Bernhard Sebastian and Petra S. Dittrich:
Microfluidics to Mimic Blood Flow in Health and Disease,
Annual Review of Fluid Mechanics 50, (2018), 483-504, link.

The vast majority of drugs is administered intravenously. One of the reasons is the thorough vascularization of each and every tissue independent of being diseased or healthy. Hence, the blood vessel system is an efficient transporting system for e.g. drugs. However, this circulatory system functions as a barrier as well for e.g. immune cells to get out of the blood stream and falsely invading a tissue. With immunotherapy getting more and more into the focus of research, understanding the interaction between the endothelium and immune cells gets very important. Thus, we are currently developing microfluidic platforms that are aiming on understanding the human vasculature in the context of immunology better.

In addition to modeling general vascular function, we are also interested in investigating vessel structures in specific organs, such as the liver. Organ-specific vasculature has specialized properties and plays a key role in organ function, inflammation, disease progression, and drug response. Using these models, we also study how disease-associated cellular signals affect endothelial behavior and tissue-specific vascular function.

Selected references:

• Bernhard Sebastian and Petra S. Dittrich:
  Microfluidics to Mimic Blood Flow in Health and Disease,
  Annual Review of Fluid Mechanics 50, (2018), 483-504, external page link.
  
  
• Elisabeth Hirth, Wuji Cao, Marina Peltonen, Edo Kapetanovic, Claudius Dietsche, Sara Svanberg, Maria Filippova, Sai Reddy and Petra S. Dittrich: Self-assembled and perfusable microvasculature-on-chip for modeling leukocyte trafficking, Lab on a Chip 24, (2024), 292–304, external page link.

Tooth diseases and injuries are widespread and place a major burden on healthcare systems. Current dental treatments mainly rely on replacing damaged tissues with inert materials, which restores structure but does not preserve the living, functional components of the tooth. Maintaining tooth vitality therefore remains a major unmet need in dentistry. Dental pulp stem cells have shown potential for dentin–pulp repair, but their regenerative capacity is limited, especially after severe damage caused by caries or trauma. Progress toward clinical regenerative therapies has also been slowed by the lack of human-relevant experimental platforms that accurately reproduce the complexity of dental pulp biology.

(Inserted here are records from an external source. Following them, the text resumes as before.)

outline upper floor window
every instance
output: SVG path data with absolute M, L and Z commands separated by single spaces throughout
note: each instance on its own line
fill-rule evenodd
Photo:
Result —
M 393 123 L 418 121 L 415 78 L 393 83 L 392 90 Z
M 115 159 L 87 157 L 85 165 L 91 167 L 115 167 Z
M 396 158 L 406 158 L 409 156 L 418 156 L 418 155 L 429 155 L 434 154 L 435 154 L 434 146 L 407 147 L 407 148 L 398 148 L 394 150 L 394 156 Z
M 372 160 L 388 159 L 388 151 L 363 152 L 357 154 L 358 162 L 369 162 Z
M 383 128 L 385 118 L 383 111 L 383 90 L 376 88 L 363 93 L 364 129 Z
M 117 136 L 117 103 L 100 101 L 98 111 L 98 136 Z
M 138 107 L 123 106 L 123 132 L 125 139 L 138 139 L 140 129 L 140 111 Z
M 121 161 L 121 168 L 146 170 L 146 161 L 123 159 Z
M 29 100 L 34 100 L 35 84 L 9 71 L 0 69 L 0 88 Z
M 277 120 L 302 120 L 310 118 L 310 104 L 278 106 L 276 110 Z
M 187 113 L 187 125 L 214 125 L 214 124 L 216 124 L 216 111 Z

Our approach addresses this gap through tooth-on-a-chip technology. By using microfluidic organ-on-chip systems, we aim to recreate key features of the human dental pulp microenvironment in vitro. These platforms allow precise control of fluid flow, extracellular matrix organization, cell patterning, and tissue-specific interactions, enabling a more physiologically relevant model than conventional culture systems. This platform will provide a powerful tool to investigate human dental pulp biology, model tooth responses to disease and treatment, and evaluate regenerative or pharmacological therapies in a controlled, human-relevant preclinical system.

Selected references:

• Sara Svanberg, Mathilde Hanoune, Thimios A. Mitsiadis and Petra S. Dittrich: A microfluidic model of human dental pulp angiogenesis for preclinical drug and biomaterial testing, Materials Today Bio 37, (2026), 102776, link.
  
  
• Sara Svanberg, Enya Hirth, Thimios A. Mitsiadis and Petra S. Dittrich: “Periodontal ligament-on-chip” as a Novel Tool for Studies on the Physiology and Pathology of Periodontal Tissues, Advanced Healthcare Materials 13, (2024), e2303942, external page link.